A foreign journalist named Robert Bradlee along with an Indian reporter Chandresh wants to find out the reason why people are investing huge amount of money in India’s microfinance sector, especially at a time of global recession.
They then stumble upon huge irregularities in the sector.
“Microfinance provide financial services for small businesses or entrepreneurs, especially in poor or rural communities, who do not have access to traditional banking or financial services.

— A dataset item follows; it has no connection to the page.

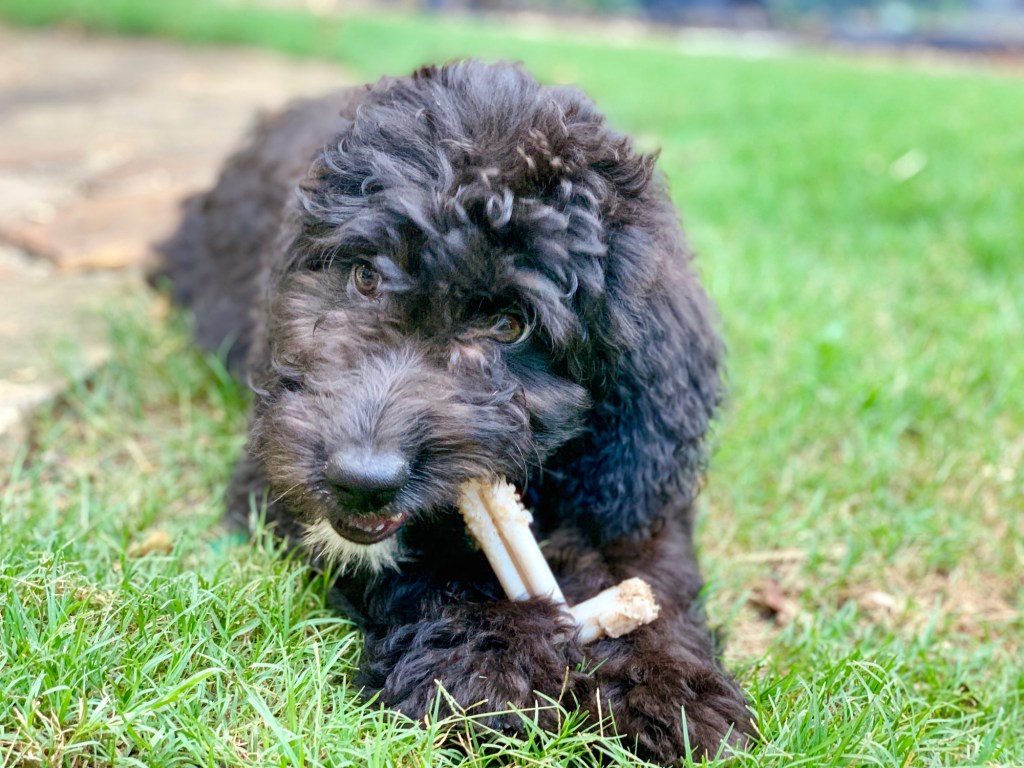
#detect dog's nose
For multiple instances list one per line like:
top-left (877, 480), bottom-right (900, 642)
top-left (324, 448), bottom-right (409, 512)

Sounds wonderfully altruistic, but just ask some people what their thoughts are about microfinancing and you’ll probably hear a completely different answer,” says Arunachalam.
In October 2010, the Andhra Pradesh Government had promulgated an ordinance to curb the activities of microfinance companies following allegations that coercive collection policy of microfinance institutions drove many borrowers to commit suicide.
The ordinance made it mandatory for microfinance institutions to specify their area of operation, rate of interest and recovery practices besides seeking the State Government’s approval before issuing any fresh loans.
With the operations of microfinance institutions hit, bad loans began to pile up as borrowers refused to pay back and banks declined to give loans to these institutions.
Published by Authors Upfront, a self-publishing platform, the novel weaves in and out of the affluent world of high-powered boardrooms and the gruelling poverty of the remotest villages of India to reveal some bitter truths.
Arunachalam has penned two books — The Journey of Indian Microfinance and An Idea Which Went Wrong: Commercial Microfinance in India”. He has also produced the 2001 film ‘Kutty’, which won two nationals awards, and the more recent socio-political satire Yeh Hai Bakrapur’.